Let go of thousands of years and relax completely.
Open your hands and walk, innocent.
~ Shitou Xiqian (8th Century Chinese Zen Master)
Out for a bike ride, I headed up Wold Creek road past where it turns to dirt, on over a rattly cattle guard and turned around at the second cattle guard. From there I left the road behind for mountain bike trails, both single track and old roads. I had climbed some hills, sweat forming on my brow even in the chill of late evening air, and now had the joy of descending, winding my way down to the river. After going through a couple of cattle gates, I found myself on the banks of this magnificent river who had turned a pewter silver in the quickly setting sunlight. The color of liquid mercury, coming from the river reflecting the clouds, reflecting the already set sun. There were holes in the cloud layer through which I could see the tops of clouds glowing pink and peach in the westerly light. It was breath taking and like an idiot I stood there in amazement trying to capture and hold on to what I was seeing.

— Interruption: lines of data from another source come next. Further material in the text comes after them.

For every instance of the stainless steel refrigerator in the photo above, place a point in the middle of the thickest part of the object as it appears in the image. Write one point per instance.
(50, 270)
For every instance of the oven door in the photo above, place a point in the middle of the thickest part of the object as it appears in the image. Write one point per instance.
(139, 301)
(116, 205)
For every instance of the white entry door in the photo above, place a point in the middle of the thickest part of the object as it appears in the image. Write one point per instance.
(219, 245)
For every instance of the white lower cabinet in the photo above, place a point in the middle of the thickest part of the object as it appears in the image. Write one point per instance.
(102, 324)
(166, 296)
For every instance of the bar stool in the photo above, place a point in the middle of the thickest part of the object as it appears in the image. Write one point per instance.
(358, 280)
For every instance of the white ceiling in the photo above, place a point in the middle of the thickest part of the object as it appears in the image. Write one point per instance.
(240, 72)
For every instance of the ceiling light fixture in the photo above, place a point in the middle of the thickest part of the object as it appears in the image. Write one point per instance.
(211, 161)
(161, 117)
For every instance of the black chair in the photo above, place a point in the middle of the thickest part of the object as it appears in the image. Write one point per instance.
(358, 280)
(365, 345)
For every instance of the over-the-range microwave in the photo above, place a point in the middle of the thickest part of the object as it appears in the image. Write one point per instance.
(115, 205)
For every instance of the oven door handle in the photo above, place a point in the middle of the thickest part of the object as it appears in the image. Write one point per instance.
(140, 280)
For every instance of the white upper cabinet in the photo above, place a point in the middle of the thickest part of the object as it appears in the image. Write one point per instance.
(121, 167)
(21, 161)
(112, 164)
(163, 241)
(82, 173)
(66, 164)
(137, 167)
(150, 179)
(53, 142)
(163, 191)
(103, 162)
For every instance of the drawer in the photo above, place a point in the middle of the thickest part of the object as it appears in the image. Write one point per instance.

Later, as I pedaled up the driveway past marmot rock, whose namesakes were surely underground sleeping or doing whatever marmots do in their burrows (having a bit of tea, perhaps), I was suddenly struck with a realization that caused me to relax completely and smile. “You can’t hold on to anything,” the universe seemed to be shouting at me. Not the sunset, not the river, not my daughters, not my wife, not my health and certainly not my life. Definitely not my hair, which is already leaving me, and not my cares. I can’t hold on with these ridiculous words nor photographs nor memories; not with who I think I am, who I tell myself I was nor who I want to become. There is nothing to hold on to and no one to do the holding anyway.
With that flood of understanding, I took off my biking shoes and felt a deep relaxation that I had not felt for days. I let go of everything, for a moment, and rested free in this world.